The strongest demand for passenger to freighter (P2F) conversion aircraft is coming from Asia and Europe, according to PEMCO’s director of conversion programs, Mike Andrews tells Justin Burns.
There has been a wave of new conversion programmes announced this year, as in a tough airfreight marketplace many air cargo carriers are opting for conversions as they are proving more cost effective.
Andrews tells Air Cargo Week the market is strong and there is intense competition with multiple supplemental type certificates on narrowbody freighters, adding: “The market is very competitive, but there is enough business to go around.”
For PEMCO, he notes China is arguably one of the most important markets and SF Airlines is one of its long time customers whose Boeing 737 fleet consists of 100 per cent PEMCO-converted aircraft.
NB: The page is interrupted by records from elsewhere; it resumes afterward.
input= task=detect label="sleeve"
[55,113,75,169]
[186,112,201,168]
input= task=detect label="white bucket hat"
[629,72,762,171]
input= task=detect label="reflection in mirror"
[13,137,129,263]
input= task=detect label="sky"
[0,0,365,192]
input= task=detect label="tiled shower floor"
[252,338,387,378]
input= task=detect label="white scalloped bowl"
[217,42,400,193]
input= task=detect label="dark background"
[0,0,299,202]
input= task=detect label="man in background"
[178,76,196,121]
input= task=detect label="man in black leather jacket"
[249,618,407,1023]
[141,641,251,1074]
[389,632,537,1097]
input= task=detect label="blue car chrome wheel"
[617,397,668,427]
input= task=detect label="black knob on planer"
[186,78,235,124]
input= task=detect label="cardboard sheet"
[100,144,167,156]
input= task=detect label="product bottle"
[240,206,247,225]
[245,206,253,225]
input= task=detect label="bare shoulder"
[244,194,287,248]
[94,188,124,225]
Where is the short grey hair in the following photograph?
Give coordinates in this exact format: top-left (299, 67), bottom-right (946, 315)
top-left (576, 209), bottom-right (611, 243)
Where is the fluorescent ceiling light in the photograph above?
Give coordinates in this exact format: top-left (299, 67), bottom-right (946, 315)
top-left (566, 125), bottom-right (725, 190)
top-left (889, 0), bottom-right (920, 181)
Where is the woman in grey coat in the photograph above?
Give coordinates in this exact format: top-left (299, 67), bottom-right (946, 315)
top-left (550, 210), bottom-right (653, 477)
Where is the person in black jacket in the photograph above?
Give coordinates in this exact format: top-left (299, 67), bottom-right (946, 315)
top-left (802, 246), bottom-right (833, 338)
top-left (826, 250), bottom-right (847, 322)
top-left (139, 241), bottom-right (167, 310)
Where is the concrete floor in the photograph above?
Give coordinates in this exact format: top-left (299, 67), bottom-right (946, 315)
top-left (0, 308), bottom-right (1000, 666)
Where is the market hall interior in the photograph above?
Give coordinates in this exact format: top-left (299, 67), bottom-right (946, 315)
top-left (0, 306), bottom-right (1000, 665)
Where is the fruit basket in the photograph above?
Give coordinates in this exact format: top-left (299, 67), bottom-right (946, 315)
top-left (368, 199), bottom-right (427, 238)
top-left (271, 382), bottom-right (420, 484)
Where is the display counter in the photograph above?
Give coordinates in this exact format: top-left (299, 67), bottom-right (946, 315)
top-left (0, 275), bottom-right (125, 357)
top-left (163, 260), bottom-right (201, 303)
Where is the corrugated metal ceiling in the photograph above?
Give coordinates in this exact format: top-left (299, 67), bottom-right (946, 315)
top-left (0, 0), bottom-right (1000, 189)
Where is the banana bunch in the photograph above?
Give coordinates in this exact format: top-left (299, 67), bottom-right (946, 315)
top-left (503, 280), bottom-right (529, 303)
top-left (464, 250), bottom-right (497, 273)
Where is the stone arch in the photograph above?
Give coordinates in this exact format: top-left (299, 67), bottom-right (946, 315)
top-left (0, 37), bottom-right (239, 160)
PEMCO has carried out 16 conversions for SF while three more are set to be delivered to the fast growing courier carrier’s cargo fleet by the end of 2016.
This year, PEMCO also tied up a deal to assist Chinese-based Guangdong Long Hao Aviation Group’s signing an agreement for a 737-300 P2F conversion with options for additional aircraft. It will be converted by PEMCO’s partner, STAECO in Jinan Shandong, China, and is scheduled for redelivery in October.
Andrews explains that an average PEMCO conversion is in line with average market costs and turn times are 90 days from induction to redelivery and he notes as lots of aircraft are being retired, it means there are a lot of passenger aircraft being replaced, which makes the feedstock a “rich environment.”
However, Andrews says PEMCO sees the 737-300 and -400 feedstock slowing down, making freighter customers turn to the NextGen aircraft.
PEMCO has added new services to support converted aircraft operators and MRO customers. These include training for liaison engineers, customised electronic weight and balance load charts, certification consulting services, and MRO consulting services.
However, he says carriers are reaping the rewards of PEMCO-converted aircraft: “Operators are getting the most structural payload and total useable volume, best-in-class fuel efficiency due to the no trim design, a network of strategic partners around the world, and multiple variants (full-freighter, quick change, and combi) to fit their needs. There are still PEMCO freighters flying that were converted in 1991.”